Published in AI

AI chips will become less GPUish

by on23 September 2024


More AI standard

Graphics processing units so far have dominated the bulk of training and running large-scale AI models, but that could be set to change.

AMD chief executive Lisa Su said that  GPUs are currently the architecture of choice for large language models because they’re very efficient for parallel processing and give you just a little bit of programmability.

“Do I believe that that will be the architecture of choice in five-plus years? I think it will change.”

What Su expects in five or seven years isn’t a shift away from GPUs, but rather a broadening beyond GPUs.

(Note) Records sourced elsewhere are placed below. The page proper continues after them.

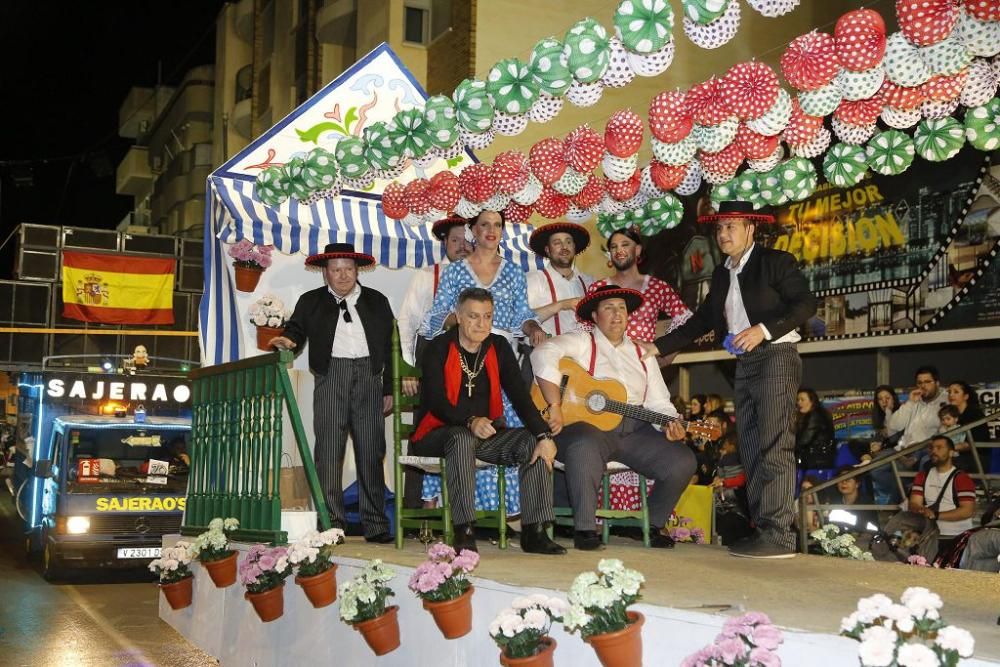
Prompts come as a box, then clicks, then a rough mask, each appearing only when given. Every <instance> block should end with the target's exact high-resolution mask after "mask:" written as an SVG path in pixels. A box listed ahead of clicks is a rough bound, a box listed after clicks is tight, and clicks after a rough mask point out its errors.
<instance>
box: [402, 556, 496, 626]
mask: <svg viewBox="0 0 1000 667" xmlns="http://www.w3.org/2000/svg"><path fill="white" fill-rule="evenodd" d="M478 564H479V554H478V553H476V552H475V551H471V550H469V549H462V552H461V553H458V554H456V553H455V550H454V549H452V548H451V547H450V546H448V545H447V544H444V543H442V542H438V543H437V544H434V545H433V546H431V548H430V549H428V550H427V560H425V561H424V562H423V563H421V564H420V565H419V566H418V567H417V569H416V570H415V571H414V572H413V575H412V576H411V577H410V583H409V587H410V590H411V591H413V592H414V593H416V594H417V597H419V598H420V599H421V600H423V601H424V609H426V610H427V611H429V612H431V615H432V616H433V617H434V622H435V623H437V626H438V628H439V629H440V630H441V633H442V634H443V635H444V636H445V639H456V638H458V637H462V636H464V635H467V634H469V632H470V631H471V630H472V593H473V590H474V589H473V588H472V582H470V581H469V579H468V575H469V573H470V572H472V570H474V569H475V567H476V565H478Z"/></svg>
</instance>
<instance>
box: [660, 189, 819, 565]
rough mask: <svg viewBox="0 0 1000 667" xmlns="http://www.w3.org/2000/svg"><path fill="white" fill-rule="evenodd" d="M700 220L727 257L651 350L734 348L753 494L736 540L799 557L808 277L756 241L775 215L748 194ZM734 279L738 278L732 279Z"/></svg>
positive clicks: (741, 456) (748, 485)
mask: <svg viewBox="0 0 1000 667" xmlns="http://www.w3.org/2000/svg"><path fill="white" fill-rule="evenodd" d="M698 222H699V223H701V222H709V223H715V224H716V230H715V238H716V241H717V242H718V244H719V249H720V250H722V252H723V253H724V254H725V255H727V257H728V258H727V259H726V262H725V265H724V266H718V267H716V269H715V271H714V272H713V274H712V284H711V288H710V290H709V293H708V295H707V296H706V297H705V301H704V302H703V303H702V304H701V307H699V308H698V310H697V312H695V314H694V315H693V316H692V317H691V319H690V320H688V321H687V322H686V323H685V324H683V325H681V326H680V327H678V328H677V329H675V330H674V331H673V332H672V333H670V334H668V335H666V336H662V337H660V338H658V339H657V340H656V342H655V350H654V349H653V345H648V347H647V351H648V352H653V353H655V354H659V355H666V354H671V353H673V352H677V351H678V350H680V349H682V348H683V347H685V346H686V345H688V344H689V343H691V342H692V341H693V340H694V339H696V338H698V337H699V336H702V335H704V334H706V333H708V332H709V331H715V335H716V337H717V339H719V340H724V341H725V343H724V346H725V347H726V349H727V350H729V351H730V352H732V353H733V354H735V355H736V359H737V364H736V400H735V403H736V425H737V429H738V431H739V454H740V459H741V460H742V461H743V465H744V467H745V468H746V473H747V498H748V500H749V504H750V515H751V518H752V519H753V522H754V524H755V525H756V532H755V533H754V534H753V535H752V536H751V537H750V538H747V539H746V540H742V541H739V542H736V543H735V544H732V545H730V547H729V549H730V553H732V554H733V555H734V556H742V557H745V558H791V557H792V556H794V555H795V534H794V533H793V532H792V530H791V525H792V521H793V520H794V518H795V512H794V509H793V497H794V486H795V437H794V435H793V434H792V432H791V425H792V423H793V422H792V420H793V416H794V414H795V398H796V392H797V391H798V388H799V383H800V380H801V378H802V360H801V359H799V355H798V351H797V350H796V347H795V343H797V342H798V341H799V339H800V336H799V334H798V332H797V331H796V329H797V328H798V327H800V326H802V325H803V324H805V323H806V321H807V320H808V319H809V318H810V317H812V316H813V314H814V313H815V312H816V299H815V297H814V296H813V295H812V293H811V292H810V291H809V283H808V282H807V281H806V278H805V276H803V275H802V272H801V271H799V269H798V267H797V266H796V262H795V258H794V257H793V256H792V255H790V254H789V253H787V252H783V251H780V250H771V249H770V248H765V247H764V246H758V245H756V244H754V241H753V234H754V230H755V229H756V227H757V225H758V224H760V223H773V222H774V216H772V215H768V214H764V213H760V212H754V210H753V207H752V206H751V205H750V204H749V203H745V202H722V203H721V205H720V206H719V212H718V213H716V214H712V215H706V216H700V217H699V218H698ZM734 278H735V279H734Z"/></svg>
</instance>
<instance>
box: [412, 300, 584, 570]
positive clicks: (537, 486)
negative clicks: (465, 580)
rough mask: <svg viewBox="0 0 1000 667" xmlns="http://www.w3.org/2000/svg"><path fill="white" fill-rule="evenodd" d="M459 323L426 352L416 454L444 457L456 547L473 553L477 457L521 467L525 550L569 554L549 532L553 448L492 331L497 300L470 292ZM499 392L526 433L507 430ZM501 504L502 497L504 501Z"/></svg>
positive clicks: (550, 501)
mask: <svg viewBox="0 0 1000 667" xmlns="http://www.w3.org/2000/svg"><path fill="white" fill-rule="evenodd" d="M455 315H456V318H457V324H458V326H456V327H453V328H452V329H451V330H450V331H447V332H446V333H444V334H441V335H439V336H437V337H435V338H434V339H433V340H432V341H430V343H429V345H428V347H427V350H426V351H425V352H424V355H423V360H422V363H421V368H422V369H423V381H422V382H421V387H420V401H421V407H422V408H424V409H425V410H426V411H427V412H426V413H425V414H424V415H423V417H422V418H421V420H420V422H419V423H418V424H417V429H416V431H415V432H414V434H413V438H412V439H411V451H412V453H414V454H416V455H418V456H443V457H444V458H445V461H446V464H447V469H448V497H449V500H450V503H451V515H452V521H453V523H454V525H455V544H454V547H455V549H456V550H461V549H473V550H475V549H476V538H475V516H476V515H475V509H474V496H475V489H476V459H479V460H481V461H485V462H487V463H492V464H496V465H504V466H518V467H519V478H520V490H521V525H522V535H521V549H523V550H524V551H527V552H531V553H541V554H564V553H566V550H565V549H564V548H563V547H561V546H560V545H558V544H556V543H555V542H553V541H552V540H550V539H549V537H548V535H547V534H546V529H547V528H548V524H549V522H551V521H553V520H554V518H555V517H554V515H553V512H552V477H551V474H550V473H551V470H552V461H553V460H554V459H555V455H556V445H555V442H553V440H552V433H550V432H549V426H548V424H547V423H546V422H545V420H544V419H543V418H542V416H541V414H539V412H538V409H537V408H536V407H535V405H534V404H533V403H532V401H531V397H530V396H529V395H528V390H527V388H526V387H525V386H524V383H523V382H522V380H521V376H520V370H519V368H518V366H517V361H516V360H515V359H514V352H513V350H511V348H510V345H509V344H508V343H507V341H506V340H505V339H504V338H503V337H501V336H498V335H496V334H491V333H490V329H491V327H492V325H493V296H492V295H491V294H490V292H489V291H488V290H485V289H482V288H477V287H473V288H469V289H466V290H464V291H463V292H462V293H461V294H460V295H459V297H458V303H457V306H456V313H455ZM501 391H502V392H506V394H507V397H508V398H509V399H510V402H511V404H512V405H513V406H514V410H515V411H516V412H517V415H518V416H519V417H520V418H521V421H523V422H524V424H525V425H526V428H513V429H508V428H504V425H503V423H502V422H503V401H502V398H501ZM501 502H502V500H501Z"/></svg>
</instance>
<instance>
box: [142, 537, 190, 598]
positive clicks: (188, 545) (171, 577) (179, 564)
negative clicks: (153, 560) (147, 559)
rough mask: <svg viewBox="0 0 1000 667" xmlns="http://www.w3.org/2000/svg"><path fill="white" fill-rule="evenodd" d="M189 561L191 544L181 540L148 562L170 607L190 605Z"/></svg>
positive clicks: (167, 547) (189, 559) (151, 569)
mask: <svg viewBox="0 0 1000 667" xmlns="http://www.w3.org/2000/svg"><path fill="white" fill-rule="evenodd" d="M190 563H191V545H190V544H188V543H187V542H184V541H183V540H182V541H179V542H177V543H176V544H174V546H172V547H166V548H164V549H163V551H162V553H161V554H160V557H159V558H157V559H156V560H154V561H153V562H151V563H150V564H149V569H150V570H151V571H153V572H155V573H156V575H157V576H158V577H159V578H160V590H161V591H163V596H164V597H165V598H167V603H168V604H169V605H170V608H171V609H184V607H189V606H191V592H192V589H191V583H192V582H193V581H194V575H193V574H192V573H191V570H190V568H188V565H189V564H190Z"/></svg>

Large cloud providers like Amazon.com and Google have developed custom AI chips for internal use, such as Amazon’s AWS Trainium, AWS Inferentia, and Google’s tensor processing units, or TPUs. These are built to execute only specific functions: Trainium can only train models, for example, while Inferentia can only run inference, a less intensive process than training in which models process new information and respond.

Broadcom CEO Hock Tan said in an internal address this year that his company’s custom chip division, which mainly helped Google make AI chips, was bringing in over $1 billion in operating profit a quarter.

Shifting to custom chips has advantages. They can be more energy efficient, cheaper and smaller because they can be hard-wired to a given degree: they can perform one specific function, run one specific type of model or even one specific model.

However, the market for super-custom, application-specific chips is far into the future but the fact that it is being talked about at this point is a sign of how much thought is going into AI’s future.  

Su said that there is also no one-size-fits-all when it comes to computing.

“AI models in the future will use a combination of different types of chips, including today’s dominant GPUs and also more specialized chips still to be developed, for various functions. There will be other architectures,” she said. “It’s just that it’ll depend on the evolution of the models,” she said.